I drove on interstate 75 for four hours, passing through Grayling and Westbranch on the route to Ohio. I cranked up my radio and opened all the windows, as I sang along to the first four of Mariah Carey’s albums.
I felt like I was flying down the highway like a canary in my bright yellow jeep. At dinnertime, I passed over the Michigan border to Ohio and I pulled over to the side of the highway right next to the “Welcome to Ohio” sign. I snatched my polaroid camera and took a shot with the buckeye state holding up the peace sign. I put the photo in the pocket above my sunshade. Dave didn’t know where I was. Everything was perfect. I laughed at the thought. I felt so light and unburdened, and I thought I could practically float away. I had nothing holding me back in Michigan. I laughed louder when I realized I never had to go back to my shitty job as a waitress at the Ride and Shine bar. I wouldn’t even call to quit after how Joe treated me when he got the assistant manager position and I didn’t last week. Let him deal with that mess as the new shiny Ass-istant Manager.
I didn’t have any friends who would miss me. All of the fake friendships ended after high school graduation. Everyone had hugged and danced and cheered. Promises to always stay in touch and to see each other every school break flew through the air. A year later, no one had even reached out to me, my texts and calls went unanswered, and the only ones to stay in our town were the ones without a plan for our lives past next Wednesday. I guess that made me one of those too. The thought occurred to me that someone might notice my disappearance and reach out, trying to find out where I am. They might text my phone. Oh my god. My phone. If Dave went to the police about his missing 2k, and his missing car which was mine, just still in his name, they would track my phone.
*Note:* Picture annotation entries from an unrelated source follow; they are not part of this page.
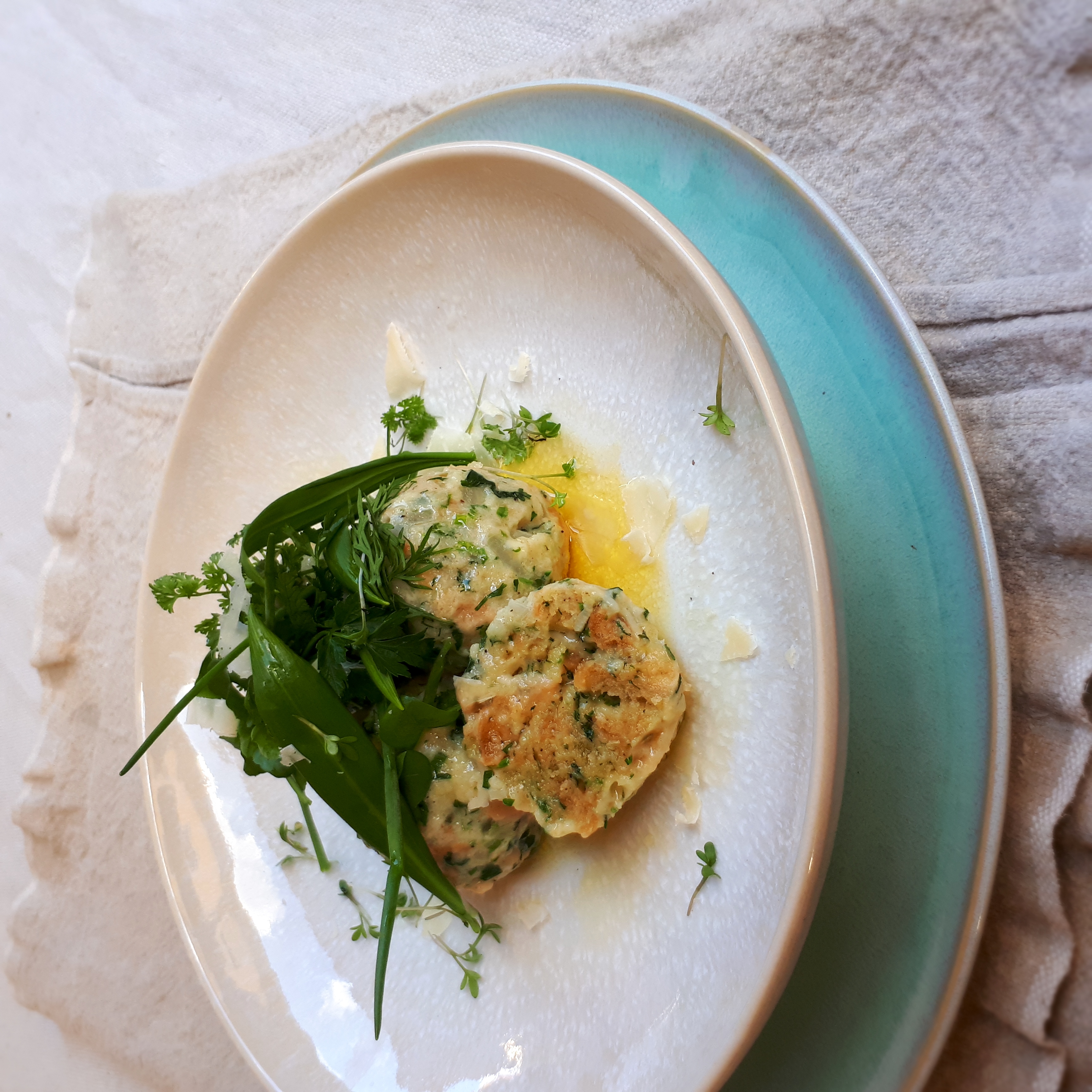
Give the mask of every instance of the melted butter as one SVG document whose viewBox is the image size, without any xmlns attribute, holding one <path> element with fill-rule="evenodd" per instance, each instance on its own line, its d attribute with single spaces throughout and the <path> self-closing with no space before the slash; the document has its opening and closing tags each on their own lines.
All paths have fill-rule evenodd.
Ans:
<svg viewBox="0 0 1092 1092">
<path fill-rule="evenodd" d="M 664 618 L 669 596 L 663 561 L 641 565 L 621 541 L 629 521 L 617 449 L 593 451 L 562 432 L 536 443 L 531 458 L 514 468 L 521 474 L 556 474 L 570 459 L 577 460 L 575 477 L 547 479 L 568 495 L 560 512 L 571 532 L 569 575 L 601 587 L 620 587 L 633 603 Z"/>
</svg>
I pulled off at the nearest rest stop. I bought a pack of licorice at the vending machine and tossed my phone in the trash can. Goodbye phone. I could live without it. Connect with my inner 90s kid my old English teacher Mrs. Benner would say. She hadn’t believed in phones or practically any technology. I told her one 2nd-period AP Lit class that she was born in the wrong era as she tried to navigate the perils of Excel. She heartily agreed.
I ducked into the ladies’ washroom and checked to see if all the stalls were empty. They were, and I pulled out my shampoo and deodorant. I looked at myself in the grimy mirror.
If I was honest with myself, I did not look like someone who had it all together. My blue hair was fading, and the black roots were more than showing. My eyebrows were bushy and untrimmed. My eyes were red and heavy, I’ve always hated them. My teeth were stained grey. My shoulders hunched in my hoodie. I looked down at my body. My knees were knobbly, and my feet were too big for the rest of my body. The only thing I had going for me was my height. I’ve always loved being 5’10. I loved towering over the other girls and being the go-to dunking girl on my basketball team. That was until I got myself kicked off the team with my bad grades.
I made an angry noise and I rubbed my eyes vigorously. I do have everything together, it doesn’t matter what my outside looks like. I was on my own now. I could be whoever and whatever I wanted. I just had to figure out what that was.